Modules Description

Cluster linking

The pyfortracc.cluster_linking codes contains functions that manage the association of clusters across different frames, ensuring continuity and consistency over time. These functions are essential for tracking clusters as they evolve, move, or merge between successive frames.

Key functionalities include:
  • Copying Cluster Indices: Efficiently transfers cluster index values (board_idx) for clusters that interact with the board, ensuring accurate tracking.

  • Temporal Linking: Establishes connections between clusters in the current and previous frames, based on spatial and temporal proximity. This allows for the consistent identification of clusters over time.

  • UID Management: Handles the assignment and updating of global unique identifiers (UIDs) for clusters, ensuring that each cluster is consistently tracked across frames.

  • Trajectory Merging: Combines cluster trajectories from the previous and current frames into unified trajectories, facilitating comprehensive tracking.

  • Cluster UID Refactoring: Updates and refactors UIDs for internal clusters, maintaining the integrity of cluster identities throughout the analysis process.

This suite of functions ensures that clusters are accurately linked and tracked over time, providing a robust framework for analyzing dynamic data in multiple frames.

Features extraction

The pyfortracc.feature_extraction codes encompasses functions dedicated to deriving meaningful insights from the data by identifying and calculating various features and statistics related to clusters.

Key functionalities include:
  • Cluster Labeling: Assigns cluster labels to each data point based on the clustering method employed, enabling the identification of cluster membership across the dataset.

  • Feature Extraction: Computes relevant features from the data, providing a detailed characterization of each cluster’s properties.

  • Feature Calculation: Processes individual data files to extract and calculate features specific to the clusters within that file.

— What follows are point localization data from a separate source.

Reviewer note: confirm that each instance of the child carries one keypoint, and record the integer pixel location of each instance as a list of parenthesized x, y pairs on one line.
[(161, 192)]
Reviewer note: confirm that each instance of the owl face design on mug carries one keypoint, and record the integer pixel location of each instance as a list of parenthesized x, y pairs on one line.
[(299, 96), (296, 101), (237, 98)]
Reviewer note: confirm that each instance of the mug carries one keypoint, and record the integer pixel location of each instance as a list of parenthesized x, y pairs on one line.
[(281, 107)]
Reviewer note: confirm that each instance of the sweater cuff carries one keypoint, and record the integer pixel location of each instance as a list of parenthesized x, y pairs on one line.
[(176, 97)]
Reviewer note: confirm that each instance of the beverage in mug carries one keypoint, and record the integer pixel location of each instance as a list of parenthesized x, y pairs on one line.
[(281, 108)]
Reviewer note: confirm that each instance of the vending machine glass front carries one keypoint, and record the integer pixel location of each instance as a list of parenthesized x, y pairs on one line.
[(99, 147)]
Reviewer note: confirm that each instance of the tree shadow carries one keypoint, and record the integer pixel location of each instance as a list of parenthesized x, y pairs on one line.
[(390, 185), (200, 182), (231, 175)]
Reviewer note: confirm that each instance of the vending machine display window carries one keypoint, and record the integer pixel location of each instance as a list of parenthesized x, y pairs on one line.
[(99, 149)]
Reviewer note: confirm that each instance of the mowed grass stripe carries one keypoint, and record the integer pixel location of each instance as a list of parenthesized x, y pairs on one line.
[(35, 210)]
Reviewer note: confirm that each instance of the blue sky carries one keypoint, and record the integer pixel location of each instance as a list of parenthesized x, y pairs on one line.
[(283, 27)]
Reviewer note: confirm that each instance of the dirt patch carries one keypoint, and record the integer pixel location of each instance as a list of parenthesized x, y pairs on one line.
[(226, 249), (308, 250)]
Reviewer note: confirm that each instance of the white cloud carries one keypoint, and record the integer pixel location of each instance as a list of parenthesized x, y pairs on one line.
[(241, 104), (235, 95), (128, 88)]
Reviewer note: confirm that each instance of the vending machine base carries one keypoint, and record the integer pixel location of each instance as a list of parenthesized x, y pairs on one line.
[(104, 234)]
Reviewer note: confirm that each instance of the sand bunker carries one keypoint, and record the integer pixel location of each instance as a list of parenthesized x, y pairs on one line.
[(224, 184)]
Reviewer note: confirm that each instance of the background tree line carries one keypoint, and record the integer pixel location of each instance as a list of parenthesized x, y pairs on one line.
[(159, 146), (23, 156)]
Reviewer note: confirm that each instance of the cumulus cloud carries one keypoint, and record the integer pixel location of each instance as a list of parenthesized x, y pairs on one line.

  • Cluster Statistics: Computes statistical measures for each cluster, offering a deeper understanding of the cluster’s characteristics and behaviors.

This module serves as the foundation for analyzing and interpreting the structure and dynamics of clusters within the dataset.

Forecast

The pyfortracc.forecast codes includes functions designed to manage the reading, generating, and saving of forecast data, particularly in the context of NetCDF files.

Key functionalities include:

  • Forecast Image Extraction: Reads forecast images from NetCDF files and extracts the relevant data arrays for further analysis.

  • Saving Forecast Data: Saves forecast images to NetCDF files, ensuring that all necessary metadata is included for accurate future reference.

  • Forecast Generation: Creates forecasts based on input tracking data, generating forecast images that are subsequently saved for analysis and visualization.

This module is essential for producing and managing forecast data, allowing for the effective analysis and interpretation of predicted outcomes based on tracked data.

Warning

The forecast module is currently under active development and is subject to ongoing improvements. While it provides a framework for generating and processing forecast images, additional features and refinements are planned to enhance its accuracy and functionality. Updates will be made to incorporate ore advanced forecasting techniques and to optimize the overall performance. Please note that the current implementation serves as a preliminary version, and further enhancements are forthcoming.

Plot

The pyfortracc.plot codes contains functions aimed at visualizing tracking data through static and animated plots, providing an essential tool for interpreting and presenting geospatial or raster data.

Key functionalities include:

  • Animated Plot Generation: Creates animated visualizations from geospatial or raster data, enabling dynamic representation of data changes over time.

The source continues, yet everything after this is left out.